Grumble magazine
-by Fajitas

Given Grumble’s long standing tradition of decrying hypocracy, idiocy, and anything else with legs, I’m rather amazed that no one has yet taken on that fearsome specter of society, the scourge of all in the modern age, which threatens the very fabric of our sanity during every meal we eat.

I’m speaking, of course, of the telemarketer. Some may argue that more pressing concerns plague our society. Others may argue that it’s no fun going after wounded prey, but I say that it’s the best kind. It doesn’t move very fast, and it’s about to die soon anyway, so why not.

My mother has a long-standing habit of being rude to telemarketers, which is undoubtedly where I get it from. I have many fond memories of the telephone ringing during dinner, my mother getting up to answer it, saying "Hello," waiting a moment, and then saying, "You know, I don’t call you during your dinner to ask you to buy things you don’t want." Sometimes she’d wait for a response. Other times she’d just hang up.

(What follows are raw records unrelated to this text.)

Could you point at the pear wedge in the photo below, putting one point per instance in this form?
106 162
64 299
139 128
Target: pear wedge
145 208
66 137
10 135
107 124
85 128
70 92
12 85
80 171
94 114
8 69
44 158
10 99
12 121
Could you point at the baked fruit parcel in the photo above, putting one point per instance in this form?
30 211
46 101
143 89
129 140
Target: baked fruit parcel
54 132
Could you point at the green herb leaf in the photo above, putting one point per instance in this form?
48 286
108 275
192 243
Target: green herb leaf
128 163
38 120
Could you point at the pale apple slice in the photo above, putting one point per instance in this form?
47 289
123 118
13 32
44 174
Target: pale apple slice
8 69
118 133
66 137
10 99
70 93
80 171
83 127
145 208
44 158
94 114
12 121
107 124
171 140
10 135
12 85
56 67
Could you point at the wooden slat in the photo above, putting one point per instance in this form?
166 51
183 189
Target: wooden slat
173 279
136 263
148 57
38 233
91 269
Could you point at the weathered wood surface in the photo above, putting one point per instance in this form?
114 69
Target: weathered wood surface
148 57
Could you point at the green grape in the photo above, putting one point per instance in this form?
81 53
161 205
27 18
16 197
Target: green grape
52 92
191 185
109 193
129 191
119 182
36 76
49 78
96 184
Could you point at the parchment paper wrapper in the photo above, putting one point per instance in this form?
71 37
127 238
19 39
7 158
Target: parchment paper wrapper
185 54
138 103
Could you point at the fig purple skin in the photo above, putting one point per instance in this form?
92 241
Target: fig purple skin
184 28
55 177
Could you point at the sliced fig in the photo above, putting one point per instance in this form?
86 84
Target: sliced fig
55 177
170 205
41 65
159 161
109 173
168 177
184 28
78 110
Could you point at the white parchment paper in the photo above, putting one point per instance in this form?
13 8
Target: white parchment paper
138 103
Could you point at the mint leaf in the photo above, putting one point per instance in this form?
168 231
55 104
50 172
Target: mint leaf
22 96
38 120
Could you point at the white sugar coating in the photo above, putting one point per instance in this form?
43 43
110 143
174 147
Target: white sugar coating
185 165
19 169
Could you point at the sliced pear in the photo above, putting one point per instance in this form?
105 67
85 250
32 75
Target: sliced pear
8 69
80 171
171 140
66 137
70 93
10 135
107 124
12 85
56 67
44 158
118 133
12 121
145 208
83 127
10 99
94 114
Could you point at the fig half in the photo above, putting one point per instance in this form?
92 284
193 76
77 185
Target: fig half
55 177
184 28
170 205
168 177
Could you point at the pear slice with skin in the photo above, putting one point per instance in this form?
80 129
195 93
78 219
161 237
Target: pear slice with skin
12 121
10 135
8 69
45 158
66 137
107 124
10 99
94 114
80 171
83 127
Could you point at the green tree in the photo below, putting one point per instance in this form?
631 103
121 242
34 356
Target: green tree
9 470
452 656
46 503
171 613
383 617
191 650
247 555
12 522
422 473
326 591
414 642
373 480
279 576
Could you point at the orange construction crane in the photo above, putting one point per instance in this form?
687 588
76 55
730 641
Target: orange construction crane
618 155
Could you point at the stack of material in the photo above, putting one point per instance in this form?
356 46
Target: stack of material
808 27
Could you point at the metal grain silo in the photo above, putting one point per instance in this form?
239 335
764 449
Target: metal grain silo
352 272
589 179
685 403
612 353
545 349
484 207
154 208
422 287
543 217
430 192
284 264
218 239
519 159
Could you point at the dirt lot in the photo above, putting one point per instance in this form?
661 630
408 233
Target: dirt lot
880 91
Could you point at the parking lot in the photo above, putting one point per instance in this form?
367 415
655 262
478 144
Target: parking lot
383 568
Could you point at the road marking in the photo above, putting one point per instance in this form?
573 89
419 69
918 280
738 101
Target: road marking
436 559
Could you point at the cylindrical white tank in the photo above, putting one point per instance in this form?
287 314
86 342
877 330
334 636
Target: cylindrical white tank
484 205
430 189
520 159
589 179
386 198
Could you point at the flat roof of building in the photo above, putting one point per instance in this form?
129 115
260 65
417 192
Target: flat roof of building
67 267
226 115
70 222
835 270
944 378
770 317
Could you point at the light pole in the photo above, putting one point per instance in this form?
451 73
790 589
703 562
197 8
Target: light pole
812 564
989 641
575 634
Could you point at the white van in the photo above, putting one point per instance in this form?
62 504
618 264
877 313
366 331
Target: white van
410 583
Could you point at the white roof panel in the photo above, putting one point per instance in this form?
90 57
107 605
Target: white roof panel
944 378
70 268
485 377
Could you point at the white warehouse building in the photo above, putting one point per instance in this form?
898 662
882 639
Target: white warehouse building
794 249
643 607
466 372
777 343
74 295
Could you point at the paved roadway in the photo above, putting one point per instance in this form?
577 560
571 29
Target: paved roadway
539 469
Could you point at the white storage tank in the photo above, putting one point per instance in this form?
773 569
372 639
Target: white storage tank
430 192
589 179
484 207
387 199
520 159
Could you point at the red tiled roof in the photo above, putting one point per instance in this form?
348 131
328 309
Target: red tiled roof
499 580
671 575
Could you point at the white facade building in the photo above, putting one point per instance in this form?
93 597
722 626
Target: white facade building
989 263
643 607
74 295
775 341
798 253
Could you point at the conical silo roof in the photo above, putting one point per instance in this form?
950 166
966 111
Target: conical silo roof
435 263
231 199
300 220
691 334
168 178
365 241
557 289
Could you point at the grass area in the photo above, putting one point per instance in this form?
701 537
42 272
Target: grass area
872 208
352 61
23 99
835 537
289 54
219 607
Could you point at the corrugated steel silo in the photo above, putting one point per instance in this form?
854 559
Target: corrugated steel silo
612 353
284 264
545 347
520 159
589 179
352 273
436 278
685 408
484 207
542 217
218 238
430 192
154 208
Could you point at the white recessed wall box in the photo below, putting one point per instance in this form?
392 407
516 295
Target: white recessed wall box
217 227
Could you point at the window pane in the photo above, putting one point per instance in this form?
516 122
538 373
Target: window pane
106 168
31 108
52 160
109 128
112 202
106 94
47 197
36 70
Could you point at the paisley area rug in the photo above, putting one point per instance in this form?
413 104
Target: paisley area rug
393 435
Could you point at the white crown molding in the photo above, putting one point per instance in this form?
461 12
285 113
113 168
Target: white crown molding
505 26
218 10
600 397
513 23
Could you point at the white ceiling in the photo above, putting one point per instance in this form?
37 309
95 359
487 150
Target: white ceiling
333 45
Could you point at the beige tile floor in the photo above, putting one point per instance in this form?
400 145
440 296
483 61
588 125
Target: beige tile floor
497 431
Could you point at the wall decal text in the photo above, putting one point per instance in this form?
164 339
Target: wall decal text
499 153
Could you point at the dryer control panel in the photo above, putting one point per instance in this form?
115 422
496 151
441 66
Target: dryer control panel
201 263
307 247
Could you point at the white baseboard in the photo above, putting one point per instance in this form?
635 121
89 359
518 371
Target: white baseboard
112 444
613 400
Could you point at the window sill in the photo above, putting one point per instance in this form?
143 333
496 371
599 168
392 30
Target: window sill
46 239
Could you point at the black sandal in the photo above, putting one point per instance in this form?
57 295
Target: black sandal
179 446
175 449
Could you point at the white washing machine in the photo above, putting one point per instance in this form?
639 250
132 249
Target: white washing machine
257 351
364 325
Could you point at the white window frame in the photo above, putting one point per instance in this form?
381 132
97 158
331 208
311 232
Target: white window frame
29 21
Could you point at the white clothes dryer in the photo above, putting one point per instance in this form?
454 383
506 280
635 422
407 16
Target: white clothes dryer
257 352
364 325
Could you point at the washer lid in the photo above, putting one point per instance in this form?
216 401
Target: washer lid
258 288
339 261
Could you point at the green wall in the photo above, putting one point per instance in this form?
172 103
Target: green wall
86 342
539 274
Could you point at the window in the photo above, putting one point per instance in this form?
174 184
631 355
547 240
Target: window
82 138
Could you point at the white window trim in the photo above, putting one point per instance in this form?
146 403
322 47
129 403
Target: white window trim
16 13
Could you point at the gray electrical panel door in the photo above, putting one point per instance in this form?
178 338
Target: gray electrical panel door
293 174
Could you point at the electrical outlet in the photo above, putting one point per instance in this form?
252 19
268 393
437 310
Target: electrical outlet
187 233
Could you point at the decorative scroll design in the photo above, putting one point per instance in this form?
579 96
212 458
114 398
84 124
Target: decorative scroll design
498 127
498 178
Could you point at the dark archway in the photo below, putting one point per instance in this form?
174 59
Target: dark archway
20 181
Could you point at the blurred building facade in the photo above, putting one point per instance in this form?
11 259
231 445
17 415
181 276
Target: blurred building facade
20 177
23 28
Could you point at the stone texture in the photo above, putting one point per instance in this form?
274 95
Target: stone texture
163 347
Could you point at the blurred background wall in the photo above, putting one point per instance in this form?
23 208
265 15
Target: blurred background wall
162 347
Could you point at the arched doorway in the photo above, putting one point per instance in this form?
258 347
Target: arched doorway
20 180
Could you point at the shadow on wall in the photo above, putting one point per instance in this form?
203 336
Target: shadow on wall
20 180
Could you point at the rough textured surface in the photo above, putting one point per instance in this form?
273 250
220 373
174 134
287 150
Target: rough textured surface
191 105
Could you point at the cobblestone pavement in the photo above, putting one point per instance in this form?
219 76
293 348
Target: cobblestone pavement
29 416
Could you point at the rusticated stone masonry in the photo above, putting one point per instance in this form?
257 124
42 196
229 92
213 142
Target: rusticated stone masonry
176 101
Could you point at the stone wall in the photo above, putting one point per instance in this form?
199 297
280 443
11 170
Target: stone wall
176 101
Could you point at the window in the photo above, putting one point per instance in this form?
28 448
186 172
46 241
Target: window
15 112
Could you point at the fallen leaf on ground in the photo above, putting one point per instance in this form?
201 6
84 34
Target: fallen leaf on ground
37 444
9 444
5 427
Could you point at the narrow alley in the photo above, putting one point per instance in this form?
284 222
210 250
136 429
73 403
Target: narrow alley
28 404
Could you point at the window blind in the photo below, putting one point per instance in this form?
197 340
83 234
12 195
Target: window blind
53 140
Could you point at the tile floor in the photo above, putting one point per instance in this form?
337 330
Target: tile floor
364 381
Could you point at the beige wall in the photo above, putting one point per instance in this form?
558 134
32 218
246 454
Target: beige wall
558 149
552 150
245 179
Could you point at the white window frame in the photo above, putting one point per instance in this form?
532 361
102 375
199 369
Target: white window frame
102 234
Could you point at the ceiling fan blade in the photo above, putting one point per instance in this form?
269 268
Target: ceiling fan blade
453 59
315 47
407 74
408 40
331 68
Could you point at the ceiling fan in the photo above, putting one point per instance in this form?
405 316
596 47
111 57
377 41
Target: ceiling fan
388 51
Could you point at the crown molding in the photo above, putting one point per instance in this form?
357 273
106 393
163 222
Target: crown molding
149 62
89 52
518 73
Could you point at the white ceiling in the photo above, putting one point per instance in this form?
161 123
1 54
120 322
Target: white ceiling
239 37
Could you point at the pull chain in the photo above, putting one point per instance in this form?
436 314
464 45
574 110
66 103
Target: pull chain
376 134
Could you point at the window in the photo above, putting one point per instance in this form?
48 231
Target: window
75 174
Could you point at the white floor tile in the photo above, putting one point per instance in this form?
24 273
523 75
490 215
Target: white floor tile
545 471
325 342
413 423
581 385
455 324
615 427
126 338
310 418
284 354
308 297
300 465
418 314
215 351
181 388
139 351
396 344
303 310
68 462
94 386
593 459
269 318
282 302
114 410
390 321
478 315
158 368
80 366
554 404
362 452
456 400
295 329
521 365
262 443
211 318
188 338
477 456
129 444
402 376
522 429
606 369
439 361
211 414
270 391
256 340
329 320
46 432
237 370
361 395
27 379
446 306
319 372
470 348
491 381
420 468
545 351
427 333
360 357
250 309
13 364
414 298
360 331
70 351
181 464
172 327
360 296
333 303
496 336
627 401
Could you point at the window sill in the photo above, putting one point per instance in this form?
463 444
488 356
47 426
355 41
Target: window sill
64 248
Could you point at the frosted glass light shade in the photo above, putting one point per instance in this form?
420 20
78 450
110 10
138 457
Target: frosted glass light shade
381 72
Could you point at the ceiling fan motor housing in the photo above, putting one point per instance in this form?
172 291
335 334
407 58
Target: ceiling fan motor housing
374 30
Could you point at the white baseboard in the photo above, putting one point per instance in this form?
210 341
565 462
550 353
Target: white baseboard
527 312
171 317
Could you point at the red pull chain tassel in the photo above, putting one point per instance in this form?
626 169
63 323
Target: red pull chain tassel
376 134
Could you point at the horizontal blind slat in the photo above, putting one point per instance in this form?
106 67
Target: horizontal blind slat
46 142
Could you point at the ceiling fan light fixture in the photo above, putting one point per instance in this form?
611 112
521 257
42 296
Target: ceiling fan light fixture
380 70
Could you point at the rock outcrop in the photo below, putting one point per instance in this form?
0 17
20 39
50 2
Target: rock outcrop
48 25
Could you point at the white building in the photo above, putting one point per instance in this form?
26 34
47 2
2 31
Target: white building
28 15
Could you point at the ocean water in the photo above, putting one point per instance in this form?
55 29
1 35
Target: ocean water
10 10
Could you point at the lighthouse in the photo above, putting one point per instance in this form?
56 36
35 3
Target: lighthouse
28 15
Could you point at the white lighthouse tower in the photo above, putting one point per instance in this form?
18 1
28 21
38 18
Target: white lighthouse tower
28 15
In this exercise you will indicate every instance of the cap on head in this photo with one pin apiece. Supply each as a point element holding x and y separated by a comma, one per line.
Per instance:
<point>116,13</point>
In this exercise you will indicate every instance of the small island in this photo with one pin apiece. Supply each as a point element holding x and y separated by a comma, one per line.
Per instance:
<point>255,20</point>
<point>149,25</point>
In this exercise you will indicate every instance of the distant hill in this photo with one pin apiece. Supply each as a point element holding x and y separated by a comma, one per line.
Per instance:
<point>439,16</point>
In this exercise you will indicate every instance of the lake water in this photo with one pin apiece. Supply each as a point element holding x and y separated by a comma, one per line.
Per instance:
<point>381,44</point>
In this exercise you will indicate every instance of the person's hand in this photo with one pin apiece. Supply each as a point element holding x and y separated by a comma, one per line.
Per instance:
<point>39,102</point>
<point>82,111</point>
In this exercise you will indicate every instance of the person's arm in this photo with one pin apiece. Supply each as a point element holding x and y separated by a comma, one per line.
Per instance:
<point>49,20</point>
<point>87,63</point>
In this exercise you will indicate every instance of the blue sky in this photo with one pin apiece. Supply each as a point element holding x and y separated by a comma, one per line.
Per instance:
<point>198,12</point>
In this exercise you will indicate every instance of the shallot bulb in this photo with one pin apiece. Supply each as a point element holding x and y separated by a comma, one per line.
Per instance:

However, having been reading a bit of Jung lately, I’ve come to suspect that there is something that lies in the collective unconscious, an innate and fundamental tendency in the human psyche that says "I must be as rude as I can to this pitiful excuse for a human being."


Telemarketers are human beings. This should never be forgotten. Occasionally one gets a glimpse of that. I was awakened once early on a Saturday morning. The telephone rang at that time when if the phone rings, it’s because someone is dead or dying. So of course, I rolled out of bed, leapt for the phone, and answered with a desperate "Hello?"

The woman on the other end wanted to know if I wanted my windows resealed. Which doubly pissed me off, because I was in a rented apartment at the time.

"It’s eight o’clock on a Saturday morning..." I began, slowly, after a long pause. And I could hear the poor lady deflate. I was clearly about the fortieth person that morning to share with her some version of the same harangue. I couldn’t really maintain the anger after that, but I did hang up on her post haste.

Human though they may be, they are still evil. While the occasional one does seem to feel remorse for their vile actions, most seem to embrace the darkness whole heartedly. Or, at least, they embrace their idiocy.

My favorite stands out. One day, some months back, I was sitting in my chair, reading Jung, when the phone rang. It was a little after 5 PM. Jung is, obviously, tricky reading for a hard scientist like me, and I was really deep into the middle of it. But I was expecting a phone call, so I answered the phone.

I am, in general, very protective of my telephone. This is a means of coming into my house, my home. I get very irritated when people call, I answer, and without introducing themselves they immediately say, "Who is this?"

"I live here," I always want to tell them. "Who the hell are you?"


So when I answer the phone with a cheery hello and the voice on the other end, after a brief pause says "Please wait for an important phone call," in that pre-recorded computer sort of way, I get pissed.

The only thing that irritates me more than telemarketers is when telemarketers have the gall to use their computer to phone you and then ask you to wait for an unsolicited offer that you don’t want.

That actually marked the third computers that had called me that day. That’s not actually quite true. The first two weren’t calling for me. They were both calling for Terry James. I don’t know who Terry James is. I’ve never heard of anyone named Terry James, except for the five phone calls I get each day for Terry bleeping James. Almost universally, these calls are telemarketers, as anyone who actually matters to Terry James probably has his/her current number by now.

At any rate, when the first computer called me, I waited for a person and told them I wasn’t Terry James and wasn’t interested. On the second, I just hung up. Once the idiocy interrupted my reading, however, I felt like chewing someone out. So I waited.


A female voice came on. "Hello. Is Terry James there?" the lady asks.

That was pretty much the last straw. I blew my lid. "There is no Terry James here! There hasn’t been a Terry James here for some time! Please don’t ever call this number again! Please take me the hell off your list and don’t ever call me again! And if you ever do call me again, do it the hell yourself instead of having a god-damned computer do it!" And then, with great satisfaction, I slammed down the receiver and ended the call.

The telephone rang again, almost immediately, so close upon the heels of my hanging up that it was hard to believe it was a coincidence. My first instinct was to pick it up in anger. But then higher reasoning kicked in, and it occurred to me that no telemarketer in her right mind would call me back after a statement as vociferous as mine. I figured it’s got to be the call I’ve been waiting for. So I moderated my tone and answered the phone.

"Hello?"

"Hello, sir?" said a painfully familiar female voice. "I’m not a computer, I’m a person."

Evil. Pure evil. She called me back. She actually called me back. And she continued the conversation as if I hadn’t hung up on her at all.

At that point, my conscious mind froze, overcome by the sheer failure to communicate. Fortunately my unconscious mind kicked in, accessing the primordial impulse to shut these people up. I told her to go away and leave me alone and never darken my doorstep again.

Some day, I’m quite sure, there will be a reckoning, and those who deserve to be punished for their desperate acts of telemarketing terrorism will meet their fate. Until then, I intend to simply tell every last mother @$#$% one of ‘em off.